Joe Biden Says He 'Couldn’t Win' 2016 Race

The vice president says he couldn't mount a viable campaign in time

"I'll be very blunt," Biden said on CBS' "60 Minutes." "If I thought we could've put together the campaign that, that our supporters deserve and our contributors deserved ... I would have gone ahead and done it."

Biden announced Wednesday that he would not launch a third bid for the White House, after months of weighing whether his family had the emotional energy to run following the death of his son Beau in May.

"It doesn't follow schedules of primaries and caucuses and contributors and the like," he said of his grief. "Everybody grieves at a different pace.

"I've said from the beginning that I don't know whether our ability to deal with the loss of Beau would reach a point where we could do that before time ran out," he said. "There was nothing we could control."

In the interview, the vice president disputed a story that his son asked him to run for president on his deathbed.

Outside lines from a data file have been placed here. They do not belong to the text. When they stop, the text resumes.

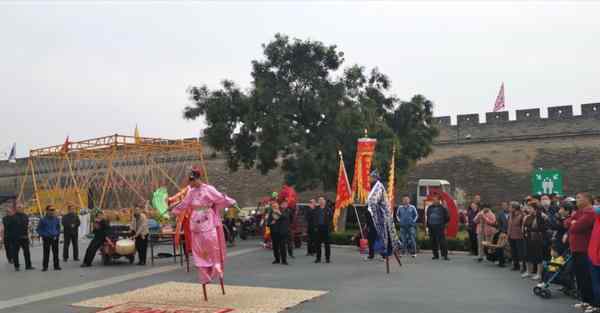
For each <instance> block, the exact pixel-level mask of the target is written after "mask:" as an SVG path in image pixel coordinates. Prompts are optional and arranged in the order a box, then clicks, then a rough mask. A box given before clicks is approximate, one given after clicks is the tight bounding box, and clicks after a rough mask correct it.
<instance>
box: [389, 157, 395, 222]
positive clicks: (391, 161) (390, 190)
mask: <svg viewBox="0 0 600 313" xmlns="http://www.w3.org/2000/svg"><path fill="white" fill-rule="evenodd" d="M387 191H388V201H389V202H390V214H391V215H392V216H393V215H394V207H395V206H396V192H395V191H396V146H394V149H393V150H392V159H391V160H390V174H389V176H388V190H387Z"/></svg>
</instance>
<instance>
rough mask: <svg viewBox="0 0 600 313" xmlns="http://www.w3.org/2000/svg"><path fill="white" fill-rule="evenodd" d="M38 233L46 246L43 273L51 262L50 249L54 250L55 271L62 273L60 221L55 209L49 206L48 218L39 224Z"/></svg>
mask: <svg viewBox="0 0 600 313" xmlns="http://www.w3.org/2000/svg"><path fill="white" fill-rule="evenodd" d="M37 232H38V234H39V235H40V237H42V242H43V244H44V259H43V262H42V264H43V267H42V272H45V271H47V270H48V262H49V260H50V249H51V248H52V260H53V261H54V270H56V271H60V270H61V268H60V264H59V261H58V239H59V238H60V221H59V220H58V218H57V217H56V215H55V212H54V207H53V206H51V205H49V206H47V207H46V216H44V217H43V218H42V219H41V220H40V223H39V224H38V228H37Z"/></svg>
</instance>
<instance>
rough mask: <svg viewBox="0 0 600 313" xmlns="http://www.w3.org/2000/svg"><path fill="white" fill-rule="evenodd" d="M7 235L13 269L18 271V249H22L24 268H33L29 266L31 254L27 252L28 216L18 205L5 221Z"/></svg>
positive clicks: (18, 269)
mask: <svg viewBox="0 0 600 313" xmlns="http://www.w3.org/2000/svg"><path fill="white" fill-rule="evenodd" d="M7 228H8V229H7V232H6V234H7V236H8V241H9V242H10V243H9V244H10V246H11V249H12V255H11V257H12V258H13V264H14V266H15V271H19V267H20V264H19V250H21V249H23V257H24V258H25V269H26V270H33V269H35V268H34V267H33V266H31V254H30V253H29V216H27V214H25V213H24V212H23V207H22V206H20V205H18V206H17V211H16V213H15V215H13V216H11V217H9V219H8V223H7Z"/></svg>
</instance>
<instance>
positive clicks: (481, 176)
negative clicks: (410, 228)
mask: <svg viewBox="0 0 600 313" xmlns="http://www.w3.org/2000/svg"><path fill="white" fill-rule="evenodd" d="M581 109H582V110H581V111H582V114H581V115H578V116H574V115H573V108H572V107H571V106H559V107H550V108H548V118H541V117H540V110H539V109H530V110H518V111H517V112H516V117H517V118H516V120H509V119H508V112H495V113H486V120H487V121H486V123H480V122H479V115H478V114H464V115H458V117H457V125H451V124H450V117H447V116H446V117H439V118H436V122H437V124H438V125H439V128H440V136H439V137H438V139H437V141H436V144H435V146H434V151H433V153H432V154H431V155H430V156H429V157H427V158H426V159H423V160H421V161H419V162H418V164H417V166H416V168H415V169H413V170H412V171H411V172H410V174H409V179H408V181H409V184H408V190H407V191H408V192H409V193H412V192H415V191H416V182H417V180H418V179H419V178H439V179H446V180H448V181H449V182H450V183H451V185H452V188H453V192H454V194H455V195H456V196H458V198H459V199H468V198H470V197H471V196H472V195H473V194H475V193H481V194H482V197H483V199H484V201H487V202H490V203H491V204H493V205H497V204H498V203H499V202H500V201H504V200H513V199H515V200H517V199H522V198H523V197H524V196H525V195H527V194H528V193H530V192H531V173H532V171H533V170H534V169H537V168H546V169H558V170H560V171H561V172H562V173H563V176H564V184H565V186H564V189H565V192H567V193H570V194H573V193H575V192H577V191H591V192H593V193H595V194H597V193H600V123H599V122H600V103H591V104H583V105H582V106H581Z"/></svg>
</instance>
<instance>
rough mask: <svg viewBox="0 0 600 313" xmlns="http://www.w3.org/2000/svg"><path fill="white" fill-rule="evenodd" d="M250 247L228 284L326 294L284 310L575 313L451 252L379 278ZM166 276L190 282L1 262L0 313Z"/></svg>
mask: <svg viewBox="0 0 600 313" xmlns="http://www.w3.org/2000/svg"><path fill="white" fill-rule="evenodd" d="M257 245H258V244H257V242H243V243H241V244H239V245H238V246H237V247H235V248H233V249H231V250H230V252H231V254H233V255H234V256H233V257H231V258H230V259H229V260H230V261H229V263H228V267H227V275H226V281H227V283H229V284H236V285H251V286H265V287H280V288H300V289H320V290H328V291H329V293H328V294H327V295H325V296H323V297H321V298H319V299H317V300H315V301H310V302H307V303H304V304H301V305H300V306H297V307H295V308H292V309H291V310H289V311H287V312H290V313H296V312H298V313H300V312H303V313H311V312H315V313H316V312H345V313H346V312H348V313H353V312H356V313H364V312H390V313H391V312H394V313H397V312H428V313H435V312H443V313H453V312H456V313H465V312H477V313H488V312H489V313H493V312H498V313H500V312H502V313H504V312H530V313H535V312H575V311H574V310H573V309H571V308H570V307H569V306H570V304H571V303H573V301H572V300H570V299H566V298H565V297H560V296H559V297H557V298H556V299H551V300H542V299H539V298H537V297H535V296H533V295H532V293H531V288H532V286H533V282H531V281H527V280H522V279H521V278H520V277H519V275H518V274H517V273H514V272H510V271H509V270H507V269H499V268H497V267H495V266H493V265H490V264H478V263H476V262H474V261H473V260H472V259H471V258H470V257H468V256H464V255H456V256H453V257H452V261H450V262H443V261H432V260H431V259H430V257H429V256H428V255H420V256H419V257H417V259H415V260H413V259H410V260H409V259H404V260H405V263H406V264H405V265H404V266H403V267H402V268H398V267H397V266H396V265H395V264H393V263H392V267H391V269H392V273H391V274H390V275H386V274H385V265H384V263H383V262H364V261H361V259H360V258H359V256H358V253H357V252H356V251H355V250H353V249H348V248H337V249H334V251H333V253H334V257H333V263H332V264H314V263H312V260H313V259H312V258H308V257H304V256H303V254H302V253H300V252H301V251H298V252H297V254H298V255H302V256H298V257H297V259H296V260H292V261H291V265H290V266H289V267H285V266H282V265H278V266H273V265H271V264H270V263H271V260H272V256H271V255H270V251H265V250H263V249H260V248H259V249H257ZM35 254H36V255H37V254H38V251H36V252H35ZM36 257H37V256H36ZM38 259H39V258H38ZM36 263H38V264H39V262H36ZM166 281H183V282H194V281H195V275H193V274H189V273H186V272H185V271H184V270H182V269H180V268H177V267H176V266H173V263H172V260H161V261H160V262H159V263H157V265H156V266H155V267H150V266H146V267H139V266H130V265H128V264H122V265H116V266H110V267H104V266H96V267H92V268H90V269H80V268H79V267H78V264H74V263H67V264H65V265H64V266H63V271H62V272H52V271H50V272H47V273H41V272H39V271H35V272H24V271H23V272H19V273H15V272H12V271H11V268H10V267H8V266H4V265H2V266H0V313H5V312H6V313H8V312H15V313H26V312H93V311H94V310H90V309H85V308H74V307H71V306H70V304H72V303H75V302H77V301H81V300H84V299H89V298H93V297H97V296H103V295H108V294H113V293H117V292H123V291H127V290H131V289H136V288H141V287H145V286H149V285H153V284H156V283H160V282H166ZM95 287H97V288H95ZM32 295H33V297H29V298H27V297H25V296H32ZM19 301H20V302H19ZM3 305H4V306H3ZM2 308H4V309H2Z"/></svg>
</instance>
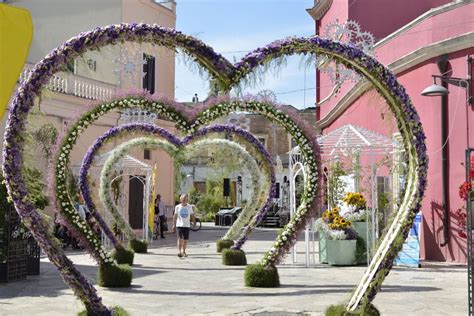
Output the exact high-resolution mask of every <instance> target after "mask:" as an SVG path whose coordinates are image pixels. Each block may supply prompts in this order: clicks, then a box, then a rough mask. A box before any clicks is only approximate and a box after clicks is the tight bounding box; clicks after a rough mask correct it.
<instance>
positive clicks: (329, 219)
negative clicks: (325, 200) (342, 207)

"Beau all along thought that I should run and I could win," he said. "But there was not what was sort of made out as kind of this Hollywood-esque thing that at the last minute Beau grabbed my hand and said, 'Dad, you've got to run, like, win one for the Gipper.' It wasn't anything like that."

"I like Hillary. Hillary and I get along together," he said. "The only reason to run is because I -- I still think I could do a better job than anybody else could do. That's the reason to run. I wouldn't run against Hillary."

"That wasn't directed at Hillary," Biden said of his comments. "That was a reference to Washington. All of Washington."

The vice president said that during his last year in the White House he hopes to focus on enhancing cancer research.

"I think I'm still moving up. I think we got a lot to do," he said.